Церемонии, в отличие от артистических представлений, были короткими и скромными и носили светский, а не религиозный характер, например, для приема гостей. Ему рассказывали, что у семейств были в запасе более замысловатые церемонии, выработавшиеся в течении нескольких поколений, но насколько он мог судить, эти церемонии свидетельствовали только о семейных связях и служили для преодоления равнодушия между членами семьи. Во время этих церемоний можно было с любовью помянуть предков, но мысли, что эти предки тоже присутствуют при этом, благодаря каким-то сверхъестественным силам, даже не возникало. Об этом и хотела рассказать ему Никкитэй в минуты, когда она была склонна к интимным разговорам. Подробности она хранила в тайне, не давая этому никакого логического объяснения. Она просто не разглашала их, вот и все.

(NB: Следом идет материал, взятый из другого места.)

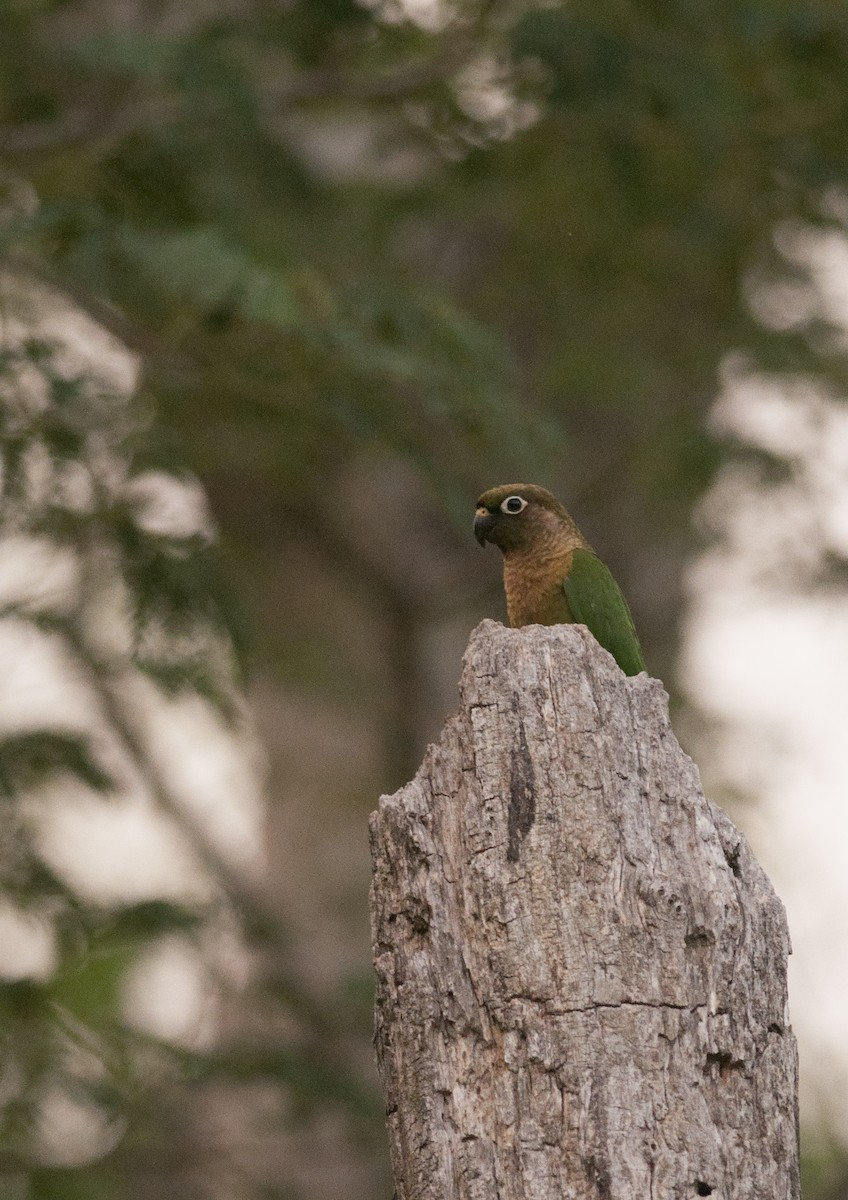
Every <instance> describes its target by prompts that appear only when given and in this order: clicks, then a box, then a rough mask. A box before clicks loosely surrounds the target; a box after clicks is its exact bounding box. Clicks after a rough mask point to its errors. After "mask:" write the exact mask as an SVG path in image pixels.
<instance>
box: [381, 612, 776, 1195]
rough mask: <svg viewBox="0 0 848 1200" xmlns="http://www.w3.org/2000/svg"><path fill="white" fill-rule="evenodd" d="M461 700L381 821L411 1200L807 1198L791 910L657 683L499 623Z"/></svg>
mask: <svg viewBox="0 0 848 1200" xmlns="http://www.w3.org/2000/svg"><path fill="white" fill-rule="evenodd" d="M461 695H462V704H461V710H459V713H458V714H457V715H456V716H453V718H451V719H450V720H449V721H447V724H446V726H445V728H444V732H443V736H441V739H440V742H439V743H438V745H434V746H431V748H429V749H428V752H427V755H426V757H425V761H423V763H422V766H421V768H420V770H419V773H417V775H416V776H415V779H414V780H413V781H411V782H410V784H408V785H407V786H405V787H403V788H401V791H398V792H397V793H396V794H395V796H391V797H383V798H381V800H380V806H379V809H378V811H377V812H374V814H373V816H372V823H371V833H372V853H373V884H372V928H373V943H374V962H375V968H377V978H378V992H377V1030H375V1043H377V1054H378V1064H379V1069H380V1074H381V1079H383V1084H384V1090H385V1097H386V1109H387V1122H389V1134H390V1142H391V1156H392V1170H393V1177H395V1188H396V1196H397V1200H455V1198H456V1200H467V1198H468V1200H553V1198H557V1200H560V1198H569V1200H583V1198H587V1200H588V1198H602V1200H606V1198H609V1200H672V1198H674V1200H688V1198H694V1196H704V1195H712V1196H714V1198H717V1200H718V1198H721V1200H747V1198H751V1200H753V1198H757V1200H796V1198H798V1196H799V1180H798V1114H796V1092H798V1080H796V1075H798V1068H796V1050H795V1040H794V1037H793V1034H792V1030H790V1027H789V1024H788V1013H787V984H786V966H787V954H788V950H789V942H788V934H787V925H786V917H784V912H783V907H782V905H781V902H780V900H778V899H777V896H776V894H775V892H774V889H772V887H771V884H770V883H769V880H768V878H766V877H765V875H764V872H763V871H762V869H760V868H759V866H758V864H757V863H756V860H754V859H753V857H752V854H751V851H750V848H748V846H747V844H746V841H745V839H744V838H742V836H741V834H740V833H739V832H738V830H736V829H735V828H734V826H733V824H732V823H730V821H729V820H728V818H727V817H726V816H724V815H723V814H722V812H721V811H720V810H718V809H717V808H716V806H715V805H714V804H712V803H711V802H710V800H708V799H705V798H704V794H703V792H702V788H700V782H699V778H698V772H697V768H696V767H694V764H693V763H692V761H691V760H690V758H688V757H687V756H686V755H685V754H684V752H682V751H681V749H680V746H679V745H678V742H676V739H675V737H674V733H673V732H672V728H670V726H669V722H668V709H667V696H666V694H664V691H663V689H662V686H661V684H660V683H658V682H657V680H655V679H650V678H648V677H646V676H644V674H642V676H637V677H636V678H631V679H627V678H625V676H624V674H623V673H621V672H620V671H619V668H618V667H617V666H615V664H614V661H613V659H612V658H611V656H609V655H608V654H607V653H606V650H602V649H601V647H599V646H597V643H596V642H595V641H594V638H593V637H591V635H590V634H589V632H588V631H587V630H585V629H584V628H583V626H576V625H571V626H569V625H558V626H553V628H541V626H529V628H527V629H521V630H507V629H505V628H504V626H501V625H499V624H497V623H494V622H483V623H482V624H481V625H480V626H479V628H477V629H476V630H475V632H474V634H473V636H471V641H470V643H469V647H468V650H467V654H465V660H464V673H463V678H462V684H461Z"/></svg>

«Проклятье, — думал Джоссерек, — это не жители Киллимарейча, разбросанные по островам, у них должно быть единое общество среди безграничной первобытности. Они не должны чувствовать себя… обособленно? Нет, опять не то слово. Опять я не могу найти подходящие слова. Они ведут себя как кошки, но это, скорее всего, мне только кажется. Человек — животное, живущее в стае, как собака. Он, как собака, испытывает необходимость в мистических связях с кем-то более высокоорганизованным, чем он сам».
С грустной улыбкой он смотрел на колышущиеся на ветру травы, где охотился ястреб-перепелятник.
«Я тоже холостяк, солдат фортуны, бывший изгнанник, и все еще неизвестно, к какому кругу я принадлежу. Я нахожусь здесь не ради любопытства, я выполняю задание в интересах своей страны, которую несмотря на свои насмешки, хочу сберечь.
И я люблю Донию, а она предана своим мужьям. Может быть, так же, как я предан ей. А также детям, друзьям, дому.
Так?»
Он задумался. Неужели это яростное стремление убивать, рожденное вторжением в каждой рогавикьянской груди, неужели оно действительно происходит из любви к своей земле? Скажем, житель Киллимарейча будет драться за свой народ. Он будет участвовать в этой войне за пределами своей страны и при этом преследовать политические цели, а не просто обеспечивать себе возможность выжить, что никогда не пришло бы в голову северянину. Но его готовность к самопожертвованию имеет пределы. Если война станет для него безнадежной, он примет поражение, даже оккупацию, и постарается извлечь все, что можно, из такого положения дел. Рогавикьянцы на это явно не пойдут. Однако, как это ни парадоксально, если житель Киллимарейча, одержав победу не скоро простит тех, кто нанес серьезный ущерб его народу, то рогавикьянец с того самого момента, как последний завоеватель покинет его землю, готов возобновить с ним отношения, как будто ничего не произошло.